The Story of Big Data and Data Quality

A first in the series of several conversations about Big Data. Bigger is Better. There is a big buzz regarding big data and big data analytics.  Wikipedia defines big data, as a collection of data sets so large and complex that it becomes difficult to process using on-hand database management tools.  Most discussions are focused on the power and the glamour of big data with an emphasis on the tools and technologies to process, aggregate, or store these data. As a result, there is almost no discussion about the quality of the data or the process of identifying relevant data from irrelevant data.  It is true that we generate data at an alarming rate (exponential growth curve)[1], but it is also true that not all data is of equal value.  There is a lot of noise in these big datasets.  Therefore, it is important to understand the extent of this noise exists and be able to assess and report on this noise when presenting results using small or big data.

I have worked with big data when “big data” was not the norm. Very early on I realized that if big data are to be useful, effort has to be dedicated to cleaning the data continuously.  As a director of research and evaluation for the then Department of Mental Health, Mental Retardation, and Substance Abuse Services (now the Virginia Department of Behavioral Health and Developmental Services) we reviewed, analyzed, and reported on patient level data that was sent to the department monthly.  We set a threshold of missing data at 10%.  It was amazing how quickly the data were cleaned because providers realized that the data was not just going into a blackhole but actually being reviewed and used to inform decisions.  After focusing on the data quality for a year, providers received their performance report cards for a set of agreed upon measures on a monthly basis.  This started a dialogue between the state and the providers that was based on data and not impressions of data.  This was and is a step in the right direction.  We replicated this process in Connecticut at the Department of Mental Health and Addiction Services successfully.  For big data to be used meaningfully, the same simple but rigorous process is needed.  Explaining the context and quality of data is an essential  backstory when presenting results.

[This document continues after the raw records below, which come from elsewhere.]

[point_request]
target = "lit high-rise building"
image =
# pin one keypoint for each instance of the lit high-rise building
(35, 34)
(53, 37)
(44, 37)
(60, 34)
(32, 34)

Usually the people that manage, create, and analyze big data are not close to the data collection and as a result sometimes fail to appreciate the significance and as a result do not discuss the noise in the data resulting from either missing data or data that is invalid (does not conform to the value set). For example, let’s say we are looking at a measure of improved employment, the headline is that as a result of an intervention, 90% of the people that participated in the program were employed at completion of the program.  The rate at baseline was for employment was 50%.  This is great news.  As you dig a little deeper you realize that these results are based on 50% of the people as only 50% of the participants reported meaningful data at two-points (need baseline and a second point to measure change).  What happened to the other 50% and what should you do with these results?  This is a dilemma that faces many analysts though very rarely do we see footnotes that discuss the amount of missing data or discuss the results in the light of these missing data.

Another challenge of big data is the noise generated when merging datasets collected for different purposes and that use different value sets and terminologies. For example, data coming from a patient receiving home health care.  Data will come from the care delivery team, the patient, and the medical devices in use. Let’s focus on a small sliver of this interdependent data, data from the medical device that dispenses medicine based on another device that records the blood sugar level.  Now imagine that the time on these devices is not synced, and no one noticed that significant but little detail.  Now we have data with mismatched time stamps that will not make sense and will be difficult to explain in the future when these data are analyzed away from the source of collection without the knowledge of time.

My point today is one of caution. When we state that big data will solve our healthcare problems we need to focus on quality of the data much more than we do today. The big data is only as good as the humans that collect these data or the devices that record these data. Above all we will have to instill the same disciplined focus to data quality that we have toward assimilating and creating tools that can handle big data.